Third, there is uncontradicted evidence that Buttes' eventual interest in the successful sale had nothing to do with the original introduction. Buttes did not include Damson on its list of twenty potential buyers. The intervention of third parties (not Karelitz) brought Buttes' 1979 efforts to Damson's attention, and then brought Boreta and Damson together again in 1981. These facts significantly strengthen the inference that neither the 1973 negotiation nor the 1977 negotiation had much to do with the final sale. See Lirtzman, 677 F.2d at 554-55 (denying recovery where seller's interest in deal arose from independent causes long after initial meeting arranged by finder).
This case might be more difficult were only one of these factors present, but given the presence of all three factors, we do not see how a reasonable jury could find the necessary causal link. The precedent that plaintiff cites is not directly in point. See Simon v. Electrospace Corp., 320 N.Y.S.2d at 227-230, 269 N.E.2d at 22-24 (affirming finding of causation where, after 18 months, parties resumed negotiations without intervention of a third party and with no indication that either party ever lost interest); Seckendorff v. Halsey, Stuart Co., 254 N.Y.S. 250 (affirming finding that finder had caused financer's interest despite one-year lapse in financer's negotiations with seller, during which new purchaser entered the scene); Schaller v. Litton Industries, 307 F. Supp. 126, 132 (E.D.Wis. 1969) (finding causation where two years elapsed between original introduction and beginning of successful negotiations; court found strong evidence that finder had interested buyer, assumed without discussion that finder had interested seller, and held that acquisition took place "as a result of such interest"); see also Bushkin Associates v. Raytheon Co., 815 F.2d 142, 151-152 (1st Cir. 1987) (holding lapse of eighteen months and intervening suggestion by third party insufficient on motion for summary judgment to establish lack of causal connection). Rather, the facts here are closer to those in Sternberg v. Bellanca Aircraft Corp., 259 App. Div. 538, 19 N.Y.S.2d 820 (1940) and Lirtzman v. Fuqua Industries, 677 F.2d 548, where the courts determined, as a matter of law, that the necessary causal connection did not exist. See Sternberg (lapse of two years during which company's circumstances changed materially and at the end of which new negotiations began through another intermediary); Lirtzman (lapse of three years during which background circumstances changed substantially).

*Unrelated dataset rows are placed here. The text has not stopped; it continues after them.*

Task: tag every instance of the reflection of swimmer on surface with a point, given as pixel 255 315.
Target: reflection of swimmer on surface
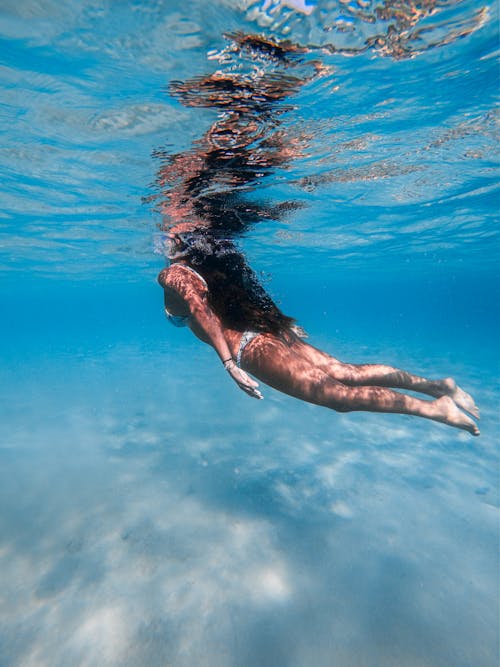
pixel 218 297
pixel 210 287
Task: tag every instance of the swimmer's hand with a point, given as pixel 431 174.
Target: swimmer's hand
pixel 243 380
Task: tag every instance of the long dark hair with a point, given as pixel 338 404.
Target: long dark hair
pixel 235 293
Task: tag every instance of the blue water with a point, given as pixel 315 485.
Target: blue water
pixel 152 514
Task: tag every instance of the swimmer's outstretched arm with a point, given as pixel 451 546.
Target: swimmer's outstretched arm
pixel 205 324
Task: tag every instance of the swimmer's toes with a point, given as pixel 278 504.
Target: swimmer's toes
pixel 462 398
pixel 450 414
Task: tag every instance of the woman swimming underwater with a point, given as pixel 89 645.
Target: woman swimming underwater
pixel 209 288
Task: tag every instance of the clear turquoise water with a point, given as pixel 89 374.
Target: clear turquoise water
pixel 151 514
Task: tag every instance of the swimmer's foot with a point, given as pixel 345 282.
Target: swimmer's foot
pixel 461 397
pixel 447 412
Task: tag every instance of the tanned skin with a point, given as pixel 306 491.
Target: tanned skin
pixel 300 370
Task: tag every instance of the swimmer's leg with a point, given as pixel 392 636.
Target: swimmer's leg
pixel 279 366
pixel 382 375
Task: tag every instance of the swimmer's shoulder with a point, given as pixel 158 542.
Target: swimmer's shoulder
pixel 181 277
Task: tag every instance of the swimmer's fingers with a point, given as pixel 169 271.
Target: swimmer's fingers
pixel 244 381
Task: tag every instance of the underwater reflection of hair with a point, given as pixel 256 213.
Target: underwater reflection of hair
pixel 209 285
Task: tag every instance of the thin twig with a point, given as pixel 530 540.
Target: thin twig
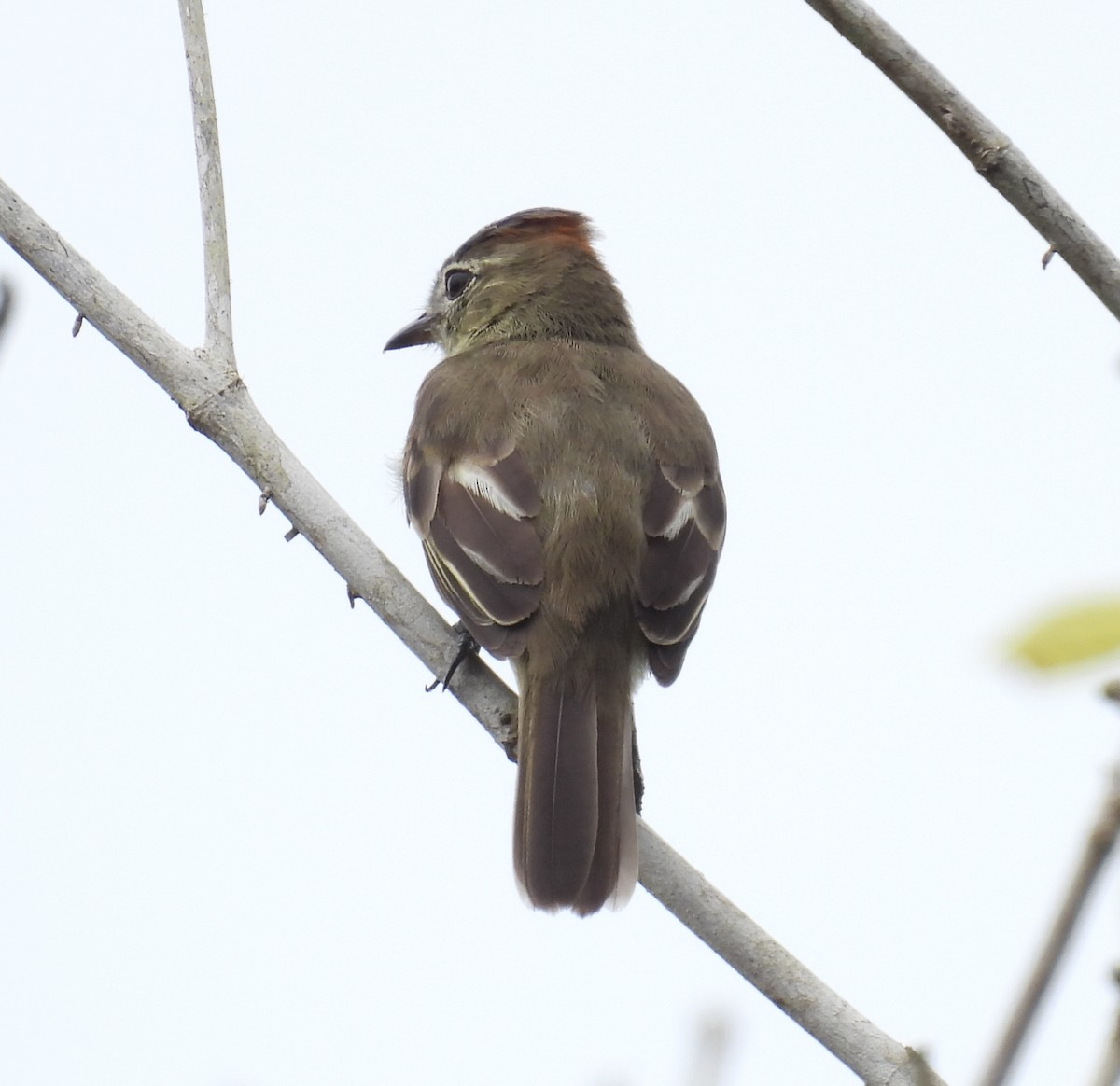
pixel 223 411
pixel 1002 165
pixel 208 156
pixel 7 295
pixel 1108 1072
pixel 1102 838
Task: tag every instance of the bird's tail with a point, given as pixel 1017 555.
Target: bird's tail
pixel 576 828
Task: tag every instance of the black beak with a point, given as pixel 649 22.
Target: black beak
pixel 413 335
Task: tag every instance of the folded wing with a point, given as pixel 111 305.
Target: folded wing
pixel 474 515
pixel 684 518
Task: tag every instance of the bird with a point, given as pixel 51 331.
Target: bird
pixel 566 488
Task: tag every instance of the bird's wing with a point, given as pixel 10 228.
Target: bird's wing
pixel 684 516
pixel 474 515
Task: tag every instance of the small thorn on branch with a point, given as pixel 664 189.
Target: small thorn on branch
pixel 468 647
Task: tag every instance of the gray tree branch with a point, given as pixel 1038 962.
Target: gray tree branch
pixel 997 160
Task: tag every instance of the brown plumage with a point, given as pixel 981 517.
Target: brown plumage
pixel 567 492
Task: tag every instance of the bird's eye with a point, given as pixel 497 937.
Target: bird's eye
pixel 456 281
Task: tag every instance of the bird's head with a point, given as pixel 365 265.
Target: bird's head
pixel 532 275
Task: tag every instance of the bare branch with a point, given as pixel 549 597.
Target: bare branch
pixel 1102 838
pixel 1002 165
pixel 207 151
pixel 777 974
pixel 221 408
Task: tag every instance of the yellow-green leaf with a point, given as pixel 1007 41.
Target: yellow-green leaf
pixel 1071 635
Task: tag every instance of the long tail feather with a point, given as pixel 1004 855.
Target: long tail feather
pixel 575 827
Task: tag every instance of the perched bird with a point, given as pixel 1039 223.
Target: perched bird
pixel 567 492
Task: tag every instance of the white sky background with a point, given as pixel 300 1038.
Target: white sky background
pixel 240 846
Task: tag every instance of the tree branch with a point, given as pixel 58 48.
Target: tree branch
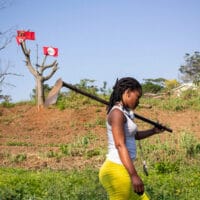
pixel 28 60
pixel 54 69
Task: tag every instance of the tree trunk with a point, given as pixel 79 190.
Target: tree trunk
pixel 40 92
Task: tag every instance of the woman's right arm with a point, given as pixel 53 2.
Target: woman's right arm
pixel 116 119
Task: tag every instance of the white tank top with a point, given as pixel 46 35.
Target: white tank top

In sum, given the evidence as to elapsed time, changed circumstances, and independently developed seller's interest, we do not believe that a reasonable jury could find more than a naked, "but-for" connection. Indeed, the New York courts have warned against "forever barr[ing]" a client from dealing with a firm to which a finder has introduced it "without paying . . . a commission on any agreement reached at any time in the future with that firm through any other intermediary." Sternberg, 19 N.Y.S.2d at 823. To permit a jury to find "cause" here would risk that very result.